Le Giallo revient à l’actualité avec deux grosses sorties grand public de la part de deux amoureux du cinéma de genre. D’un côté, James Wan pousse les curseurs à fond avec son Malignant (déjà chroniqué ici). De l’autre, c’est Edgar Wright qui invoque le genre par le biais de son Last Night in Soho. Le timing pour l’éditeur Artus se révèle dès lors excellent au vu de la sortie conjointe des deux incursions d’Emilio Miraglia, L’appel de la chair et La dame rouge tua sept fois, ainsi que l’arrivée prochaine en librairie d’Une étude en jaune, immense ouvrage qui devrait s’installer durablement dans les bibliothèques de toute personne amoureuse du septième art. En attendant une chronique sur ce dernier à l’occasion de sa publication, posons quelques mots sur L’appel de la chair.

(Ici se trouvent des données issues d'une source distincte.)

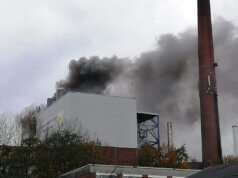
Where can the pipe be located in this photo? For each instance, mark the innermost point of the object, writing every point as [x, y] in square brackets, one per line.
[211, 142]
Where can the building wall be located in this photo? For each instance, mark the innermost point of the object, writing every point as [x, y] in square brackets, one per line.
[112, 120]
[120, 156]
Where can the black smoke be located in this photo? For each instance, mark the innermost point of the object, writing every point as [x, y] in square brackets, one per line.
[165, 80]
[92, 75]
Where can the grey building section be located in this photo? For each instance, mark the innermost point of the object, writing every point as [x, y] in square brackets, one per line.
[148, 129]
[112, 120]
[220, 171]
[106, 171]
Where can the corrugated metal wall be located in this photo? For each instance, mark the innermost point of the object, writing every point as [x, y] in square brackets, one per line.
[110, 119]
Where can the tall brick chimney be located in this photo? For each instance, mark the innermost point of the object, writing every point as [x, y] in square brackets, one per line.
[211, 141]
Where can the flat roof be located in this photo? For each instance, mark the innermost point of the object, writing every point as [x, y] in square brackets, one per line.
[117, 169]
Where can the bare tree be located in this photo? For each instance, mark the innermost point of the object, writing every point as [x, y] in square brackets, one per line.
[10, 131]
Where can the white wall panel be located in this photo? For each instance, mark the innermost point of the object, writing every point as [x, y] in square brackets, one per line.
[110, 119]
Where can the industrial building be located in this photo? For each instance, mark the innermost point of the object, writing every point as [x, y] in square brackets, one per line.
[114, 121]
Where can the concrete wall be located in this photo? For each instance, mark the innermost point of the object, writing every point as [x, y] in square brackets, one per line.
[112, 120]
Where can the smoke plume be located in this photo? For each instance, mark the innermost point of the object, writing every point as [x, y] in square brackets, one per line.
[165, 80]
[92, 75]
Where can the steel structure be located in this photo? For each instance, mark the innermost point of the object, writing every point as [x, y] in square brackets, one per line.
[170, 135]
[148, 129]
[211, 141]
[235, 139]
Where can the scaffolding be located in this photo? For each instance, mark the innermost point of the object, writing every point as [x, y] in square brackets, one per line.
[148, 129]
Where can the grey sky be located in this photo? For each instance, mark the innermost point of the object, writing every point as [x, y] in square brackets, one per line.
[38, 39]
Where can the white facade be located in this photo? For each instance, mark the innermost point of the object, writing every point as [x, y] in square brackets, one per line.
[235, 139]
[112, 120]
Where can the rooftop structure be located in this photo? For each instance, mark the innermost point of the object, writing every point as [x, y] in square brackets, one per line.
[113, 171]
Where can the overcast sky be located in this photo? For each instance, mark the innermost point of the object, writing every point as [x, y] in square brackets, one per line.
[39, 38]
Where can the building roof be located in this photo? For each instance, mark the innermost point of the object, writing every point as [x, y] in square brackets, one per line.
[224, 170]
[128, 170]
[144, 116]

Une fois regardés bout à bout ce dernier et son successeur, il est évident qu’Emilio Miraglia saura mieux gérer les aspérités du Giallo dans La dame rouge tua sept fois. Mais, bien qu’étant un peu brouillon, L’appel de la chair s’avère assez intéressant par ce qu’il cherche à évoquer avec ses codes érotiques et violents. L’Eros et le Thanatos sont au cœur de la narration, avec ce riche homme qui cherche à esquiver le fantôme de son amour perdu dans la torture de jeunes femmes, espérant y expier ses regrets et ses hallucinations. La première partie du récit suit donc cet aspect, évoquant le surnaturel par le biais de certaines apparitions et un exorcisme censé aider au passage du deuil. Les bases peuvent paraître plutôt imparfaites, surtout si l’on se laisse coincer par le jeu des plus froids d’Anthony Steffen. Ce dernier semble néanmoins évoquer un fantôme en devenir, un vivant tellement rongé par les regrets et la colère qu’il n’en devient juste que plus mort, forme de zombie qui a besoin de la chair pour se réveiller et se raviver un tant soit peu.

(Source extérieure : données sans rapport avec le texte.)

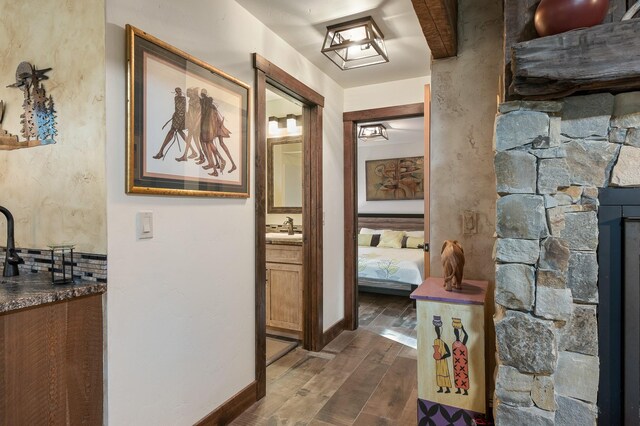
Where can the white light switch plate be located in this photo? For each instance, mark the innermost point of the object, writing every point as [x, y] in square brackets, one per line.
[144, 225]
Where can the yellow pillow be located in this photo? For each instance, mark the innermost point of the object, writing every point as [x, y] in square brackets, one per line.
[366, 240]
[391, 239]
[412, 242]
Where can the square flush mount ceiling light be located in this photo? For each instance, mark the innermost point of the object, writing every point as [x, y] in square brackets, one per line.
[372, 131]
[355, 44]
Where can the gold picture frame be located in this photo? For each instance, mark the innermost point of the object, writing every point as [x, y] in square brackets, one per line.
[187, 124]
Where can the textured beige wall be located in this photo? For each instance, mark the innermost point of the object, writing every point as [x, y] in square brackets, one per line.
[463, 109]
[57, 193]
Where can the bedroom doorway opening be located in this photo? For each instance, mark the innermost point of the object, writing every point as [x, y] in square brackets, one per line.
[386, 203]
[288, 202]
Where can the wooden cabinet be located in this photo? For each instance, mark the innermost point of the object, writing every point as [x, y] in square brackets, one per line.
[51, 364]
[284, 287]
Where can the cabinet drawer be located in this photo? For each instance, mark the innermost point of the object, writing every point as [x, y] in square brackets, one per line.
[284, 254]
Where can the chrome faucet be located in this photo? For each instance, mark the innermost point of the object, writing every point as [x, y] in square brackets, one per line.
[12, 260]
[289, 222]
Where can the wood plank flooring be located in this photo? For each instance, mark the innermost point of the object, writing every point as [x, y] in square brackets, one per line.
[363, 377]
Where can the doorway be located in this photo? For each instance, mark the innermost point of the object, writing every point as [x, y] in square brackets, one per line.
[271, 78]
[351, 120]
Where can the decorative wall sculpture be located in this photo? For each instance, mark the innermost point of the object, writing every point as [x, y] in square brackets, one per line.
[395, 179]
[38, 120]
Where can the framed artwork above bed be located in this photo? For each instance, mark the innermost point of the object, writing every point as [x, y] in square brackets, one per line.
[395, 179]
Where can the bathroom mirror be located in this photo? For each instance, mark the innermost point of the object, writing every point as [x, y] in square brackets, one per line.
[284, 175]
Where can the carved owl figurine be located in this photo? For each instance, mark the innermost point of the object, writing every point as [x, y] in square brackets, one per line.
[452, 257]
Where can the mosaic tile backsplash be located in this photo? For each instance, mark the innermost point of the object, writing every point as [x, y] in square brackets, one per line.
[297, 229]
[86, 266]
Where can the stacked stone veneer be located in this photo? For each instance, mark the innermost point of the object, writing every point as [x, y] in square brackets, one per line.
[551, 158]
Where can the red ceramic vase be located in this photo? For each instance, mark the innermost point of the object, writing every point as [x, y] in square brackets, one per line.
[558, 16]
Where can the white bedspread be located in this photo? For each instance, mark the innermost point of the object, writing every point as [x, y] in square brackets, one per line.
[402, 265]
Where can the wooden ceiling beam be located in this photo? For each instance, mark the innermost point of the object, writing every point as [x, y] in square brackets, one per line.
[439, 22]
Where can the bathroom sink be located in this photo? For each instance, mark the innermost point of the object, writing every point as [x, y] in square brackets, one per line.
[283, 236]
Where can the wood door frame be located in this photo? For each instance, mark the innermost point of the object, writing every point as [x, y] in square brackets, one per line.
[312, 227]
[350, 123]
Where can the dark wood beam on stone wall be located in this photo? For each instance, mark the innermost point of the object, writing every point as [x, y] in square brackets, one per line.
[439, 22]
[519, 27]
[604, 57]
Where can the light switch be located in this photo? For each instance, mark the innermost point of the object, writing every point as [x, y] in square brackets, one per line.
[469, 222]
[144, 225]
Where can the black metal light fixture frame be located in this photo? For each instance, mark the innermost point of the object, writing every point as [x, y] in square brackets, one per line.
[349, 51]
[373, 131]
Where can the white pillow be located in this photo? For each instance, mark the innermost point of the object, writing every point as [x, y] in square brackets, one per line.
[418, 234]
[391, 239]
[371, 231]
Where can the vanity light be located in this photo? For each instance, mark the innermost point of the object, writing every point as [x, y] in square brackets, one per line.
[273, 124]
[291, 123]
[372, 131]
[354, 44]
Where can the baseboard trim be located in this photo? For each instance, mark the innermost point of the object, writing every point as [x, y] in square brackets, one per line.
[332, 332]
[232, 407]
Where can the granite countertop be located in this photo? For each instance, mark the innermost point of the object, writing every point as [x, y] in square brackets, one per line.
[283, 238]
[29, 290]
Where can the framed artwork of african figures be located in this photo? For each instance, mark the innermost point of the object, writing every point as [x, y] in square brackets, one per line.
[188, 123]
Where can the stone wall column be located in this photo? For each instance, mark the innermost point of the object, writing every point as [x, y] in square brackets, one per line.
[550, 160]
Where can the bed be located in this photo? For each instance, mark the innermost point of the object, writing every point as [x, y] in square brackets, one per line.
[390, 270]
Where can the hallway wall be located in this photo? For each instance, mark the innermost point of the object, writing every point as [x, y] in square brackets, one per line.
[464, 104]
[56, 192]
[180, 307]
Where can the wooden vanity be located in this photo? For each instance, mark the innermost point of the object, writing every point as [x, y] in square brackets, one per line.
[51, 350]
[284, 286]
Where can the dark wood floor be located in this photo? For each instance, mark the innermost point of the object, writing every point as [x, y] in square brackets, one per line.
[364, 377]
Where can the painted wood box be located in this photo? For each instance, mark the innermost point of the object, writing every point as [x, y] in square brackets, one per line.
[451, 361]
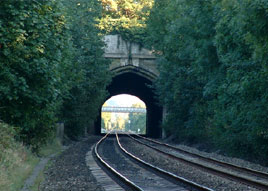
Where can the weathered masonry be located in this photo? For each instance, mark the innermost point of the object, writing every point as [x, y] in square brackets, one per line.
[134, 70]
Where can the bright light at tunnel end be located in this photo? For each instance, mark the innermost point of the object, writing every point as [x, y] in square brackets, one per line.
[124, 122]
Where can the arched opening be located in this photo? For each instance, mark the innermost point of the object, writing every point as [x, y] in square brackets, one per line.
[124, 113]
[134, 84]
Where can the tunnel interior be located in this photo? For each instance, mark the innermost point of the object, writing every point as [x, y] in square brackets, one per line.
[134, 84]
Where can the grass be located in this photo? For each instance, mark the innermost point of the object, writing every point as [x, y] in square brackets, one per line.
[17, 162]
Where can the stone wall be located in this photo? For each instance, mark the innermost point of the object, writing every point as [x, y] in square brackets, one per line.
[129, 57]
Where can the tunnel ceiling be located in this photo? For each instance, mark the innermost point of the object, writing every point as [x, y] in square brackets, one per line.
[131, 83]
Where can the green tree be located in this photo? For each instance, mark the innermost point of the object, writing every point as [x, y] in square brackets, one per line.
[213, 71]
[34, 63]
[126, 17]
[81, 107]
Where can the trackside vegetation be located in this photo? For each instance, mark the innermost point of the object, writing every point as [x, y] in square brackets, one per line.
[212, 57]
[214, 72]
[50, 69]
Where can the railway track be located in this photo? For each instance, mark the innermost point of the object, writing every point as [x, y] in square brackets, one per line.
[136, 174]
[233, 172]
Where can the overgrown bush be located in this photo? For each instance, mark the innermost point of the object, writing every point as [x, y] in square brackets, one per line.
[213, 72]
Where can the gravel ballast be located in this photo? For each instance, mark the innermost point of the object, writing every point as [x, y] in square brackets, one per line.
[69, 171]
[181, 169]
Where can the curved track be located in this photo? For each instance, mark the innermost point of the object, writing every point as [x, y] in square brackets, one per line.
[236, 173]
[136, 173]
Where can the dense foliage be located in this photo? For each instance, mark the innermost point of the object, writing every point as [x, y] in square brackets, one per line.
[34, 66]
[44, 61]
[213, 71]
[125, 17]
[82, 106]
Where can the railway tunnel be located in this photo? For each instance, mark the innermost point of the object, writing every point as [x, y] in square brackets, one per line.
[134, 70]
[139, 86]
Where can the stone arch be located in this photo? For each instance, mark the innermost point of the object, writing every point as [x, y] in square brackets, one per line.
[134, 71]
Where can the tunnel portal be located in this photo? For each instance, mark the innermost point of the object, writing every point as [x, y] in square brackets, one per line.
[134, 84]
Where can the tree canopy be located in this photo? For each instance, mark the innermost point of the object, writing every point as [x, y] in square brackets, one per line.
[213, 71]
[126, 17]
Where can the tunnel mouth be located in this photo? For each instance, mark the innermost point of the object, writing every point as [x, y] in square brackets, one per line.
[124, 113]
[137, 85]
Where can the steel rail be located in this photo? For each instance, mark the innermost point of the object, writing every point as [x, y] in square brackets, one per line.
[221, 163]
[162, 171]
[126, 181]
[256, 184]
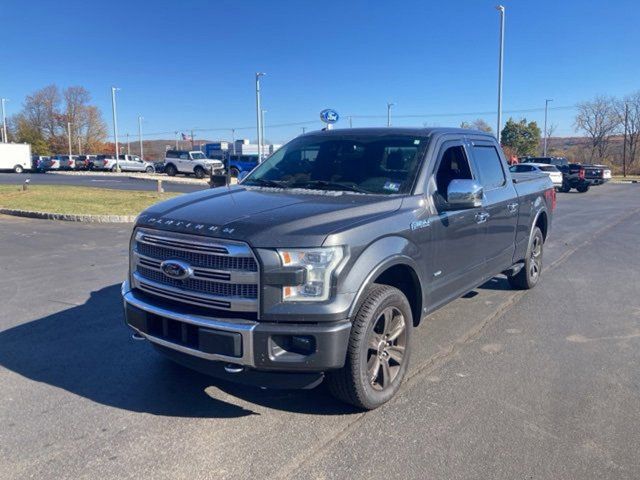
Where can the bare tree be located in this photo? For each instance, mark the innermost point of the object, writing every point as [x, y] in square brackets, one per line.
[629, 114]
[599, 119]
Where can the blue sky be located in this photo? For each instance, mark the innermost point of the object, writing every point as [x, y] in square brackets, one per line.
[191, 64]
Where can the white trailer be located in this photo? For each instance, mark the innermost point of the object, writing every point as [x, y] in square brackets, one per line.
[15, 156]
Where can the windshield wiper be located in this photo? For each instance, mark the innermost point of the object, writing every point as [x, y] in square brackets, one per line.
[263, 182]
[326, 185]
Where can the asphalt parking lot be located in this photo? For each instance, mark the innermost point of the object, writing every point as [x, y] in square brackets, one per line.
[502, 384]
[100, 181]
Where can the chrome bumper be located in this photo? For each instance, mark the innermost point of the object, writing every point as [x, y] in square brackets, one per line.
[243, 327]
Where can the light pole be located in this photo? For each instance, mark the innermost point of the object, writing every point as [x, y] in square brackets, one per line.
[500, 8]
[389, 105]
[115, 126]
[5, 139]
[546, 132]
[262, 125]
[69, 135]
[140, 136]
[259, 114]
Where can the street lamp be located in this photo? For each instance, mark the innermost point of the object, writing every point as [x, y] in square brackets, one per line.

L’arrivée de Gladys dans sa vie réveille un cœur qui ne semblait plus battre, possibilité peut-être d’enlever son costume de méchant pour revenir à une forme de normalité éveillée par l’amour. Le charme de Marina Malfatti dans un rôle de fausse ingénue souligne plutôt bien cette possibilité d’échapper au cycle autodestructeur du deuil et de retrouver un chemin de lumière. Il s’en dégagerait presque une évocation de ces histoires gothiques où l’arrivée d’une femme sonne le glas du tourment intérieur. L’alchimie entre Steffen et Malfatti se fait dès lors plutôt intéressante tant le tiraillement dans le jeu de ce dernier permet de mieux amener une forme de déséquilibre, quitte à tomber dans un trop grand appui de cet aspect.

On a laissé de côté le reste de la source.